Around him were mementoes of a career which already makes him week in week out by far the most consistent champion in British sport. Ten years ago he went into January as a 21-year-old intent on winning his first title. Ever since we have watched in a sense of awed concern as the records have tumbled, culminating in that all-surpassing 289 winners in 2000-01; awed by the scale of the achievements, concerned at what the obsession might do to the psyche, let alone the physique.

There have been times, most notably during the winner-less and accident-filled Cheltenham Festival of 2002, when you genuinely worried for his sanity. But three years on and now riding first for Irish magnate JP McManus rather than fellow-obsessive Martin Pipe, there is an enviable order in his life. He has a full-time driver to get him to airport or racetrack. What he rides at the races is arranged by super agent Dave Roberts. All other bookings, flights, arrangements, even last month’s late night ambulance run, are handled by his PA, Gee Armytage, either from her scrupulously neat office next to the kitchen or from her own house five miles away.

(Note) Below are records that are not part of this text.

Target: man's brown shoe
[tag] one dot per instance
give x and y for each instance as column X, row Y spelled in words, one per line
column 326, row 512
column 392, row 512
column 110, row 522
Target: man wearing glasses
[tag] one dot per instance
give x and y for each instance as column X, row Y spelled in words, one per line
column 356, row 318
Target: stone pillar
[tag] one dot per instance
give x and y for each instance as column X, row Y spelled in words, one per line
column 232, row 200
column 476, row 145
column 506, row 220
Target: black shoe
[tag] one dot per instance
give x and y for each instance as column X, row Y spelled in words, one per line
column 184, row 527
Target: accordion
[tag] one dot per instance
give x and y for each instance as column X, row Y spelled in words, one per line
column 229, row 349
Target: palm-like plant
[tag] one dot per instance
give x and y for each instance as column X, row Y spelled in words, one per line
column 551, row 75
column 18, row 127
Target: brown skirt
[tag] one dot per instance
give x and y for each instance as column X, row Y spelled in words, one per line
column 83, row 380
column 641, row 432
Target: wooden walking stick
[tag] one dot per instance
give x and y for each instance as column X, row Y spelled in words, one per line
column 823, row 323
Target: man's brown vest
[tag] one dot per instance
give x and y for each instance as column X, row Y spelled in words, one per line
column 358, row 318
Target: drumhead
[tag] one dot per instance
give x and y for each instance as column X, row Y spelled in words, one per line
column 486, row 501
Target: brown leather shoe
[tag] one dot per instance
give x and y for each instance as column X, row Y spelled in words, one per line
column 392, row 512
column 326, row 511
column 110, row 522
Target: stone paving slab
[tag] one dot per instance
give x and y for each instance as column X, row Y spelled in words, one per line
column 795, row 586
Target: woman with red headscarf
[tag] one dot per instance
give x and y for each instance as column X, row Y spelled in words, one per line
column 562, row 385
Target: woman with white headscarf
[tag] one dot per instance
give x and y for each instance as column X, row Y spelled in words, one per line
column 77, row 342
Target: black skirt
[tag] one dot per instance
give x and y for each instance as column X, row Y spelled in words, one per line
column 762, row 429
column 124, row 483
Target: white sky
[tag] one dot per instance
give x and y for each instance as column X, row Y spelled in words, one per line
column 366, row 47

“The idea is for me to concentrate on the riding and not do my head in,” said McCoy on Tuesday, looking out of the window at a young grey horse in the paddock. “Gee started with me some seven years ago. I thought it would give me a better chance of lasting a bit longer. For instance, tomorrow if I am on the early flight to Dublin, I will be picked up from the house, Gee will have booked the tickets, I will be driven to Leopardstown and be back in the evening. All I have to do is ride. And I think Brave Inca will beat Harchibald.”

Brave Inca landed the prediction and becomes one of the aces in what is becoming a promising McCoy hand for the big events of spring. “The statistics (a mere 117 winners so far, only 19 clear of perennial rival Richard Johnson) are worse,” he says, “but I feel I have a better set of horses to ride this year. At Cheltenham, besides Brave Inca, there are the likes of Darkness and Black Jack Ketchum and I don’t see how anything could beat Impek in the two and a half miler.”

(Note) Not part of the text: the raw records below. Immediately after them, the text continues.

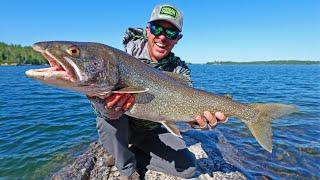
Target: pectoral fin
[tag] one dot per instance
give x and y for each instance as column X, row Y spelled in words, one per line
column 172, row 128
column 131, row 90
column 178, row 77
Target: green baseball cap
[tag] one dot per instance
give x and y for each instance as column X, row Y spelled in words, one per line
column 167, row 13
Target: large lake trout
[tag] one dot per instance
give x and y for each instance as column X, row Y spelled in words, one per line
column 98, row 69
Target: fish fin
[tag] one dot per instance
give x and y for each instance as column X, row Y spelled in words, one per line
column 178, row 77
column 131, row 90
column 228, row 96
column 172, row 128
column 261, row 128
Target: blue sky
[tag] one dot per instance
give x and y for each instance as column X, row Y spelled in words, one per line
column 223, row 30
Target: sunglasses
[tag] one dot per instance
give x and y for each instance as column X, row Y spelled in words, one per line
column 169, row 33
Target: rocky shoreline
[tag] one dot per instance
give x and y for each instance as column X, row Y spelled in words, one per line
column 96, row 164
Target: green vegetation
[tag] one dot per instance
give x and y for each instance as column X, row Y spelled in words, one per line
column 19, row 55
column 267, row 62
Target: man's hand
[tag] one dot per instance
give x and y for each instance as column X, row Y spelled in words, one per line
column 208, row 121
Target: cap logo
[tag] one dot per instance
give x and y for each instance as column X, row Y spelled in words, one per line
column 167, row 10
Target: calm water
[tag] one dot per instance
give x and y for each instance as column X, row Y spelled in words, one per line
column 43, row 128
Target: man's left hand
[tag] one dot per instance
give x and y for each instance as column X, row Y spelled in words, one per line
column 208, row 120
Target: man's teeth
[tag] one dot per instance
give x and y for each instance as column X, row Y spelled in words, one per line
column 160, row 45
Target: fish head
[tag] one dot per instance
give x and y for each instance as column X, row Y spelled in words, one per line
column 80, row 66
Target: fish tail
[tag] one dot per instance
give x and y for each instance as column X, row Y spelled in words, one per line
column 261, row 127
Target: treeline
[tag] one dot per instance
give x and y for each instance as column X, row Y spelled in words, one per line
column 19, row 55
column 267, row 62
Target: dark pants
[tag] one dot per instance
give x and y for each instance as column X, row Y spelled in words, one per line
column 156, row 150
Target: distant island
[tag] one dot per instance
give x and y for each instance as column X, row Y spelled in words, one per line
column 19, row 55
column 267, row 62
column 25, row 55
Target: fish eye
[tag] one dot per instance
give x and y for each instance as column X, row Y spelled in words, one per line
column 73, row 51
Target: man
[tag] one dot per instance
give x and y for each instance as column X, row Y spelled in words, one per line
column 152, row 146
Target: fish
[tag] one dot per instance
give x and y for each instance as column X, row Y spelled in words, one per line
column 97, row 69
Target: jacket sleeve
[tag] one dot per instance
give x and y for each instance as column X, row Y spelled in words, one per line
column 183, row 69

The focus is intense, the relish for the future evident. But McCoy is still human (just). He is 31. He marries the independent and professional Channelle Burke in September. Model citizen he may be, but his is the most brutal wheel in sport. The range and wisdom of his technique may have broadened but surely the doubts and fears enter in? He takes the question. “The falls are going to happen,” he says very calmly, the Northern Ireland vowels flat in the voice. “You can’t be afraid of them. But this is all about winning, of getting round the course in front of the others, of using everything I have learnt to get a horse to run – and to jump. I couldn’t do it for any other reason.”

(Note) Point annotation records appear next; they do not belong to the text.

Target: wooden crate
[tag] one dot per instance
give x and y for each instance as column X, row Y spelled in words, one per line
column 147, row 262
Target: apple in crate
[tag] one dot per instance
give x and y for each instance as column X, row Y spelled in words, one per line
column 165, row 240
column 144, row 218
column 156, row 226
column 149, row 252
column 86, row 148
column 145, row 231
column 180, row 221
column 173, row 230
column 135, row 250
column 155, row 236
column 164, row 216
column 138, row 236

Then he tells of a second dip into the wildness pool. Of schooling a big, ignorant horse up the Mandown practice fences above Lambourn two weeks ago. “He was so thick I knew he was going to fall with me,” says McCoy. “Sure enough he got me buried. The guy with him said ‘shall we leave it?’ I said ‘absolutely effing not’. I was in such a temper I must have jumped at least 35 fences on him. I knew he might fall again but there was no effing way he was going to get the better of me.”

For all his politeness, you realise this last sentiment applies to humans, too. That’s the way with champions. That’s the secret, and the danger, of the waters in the well.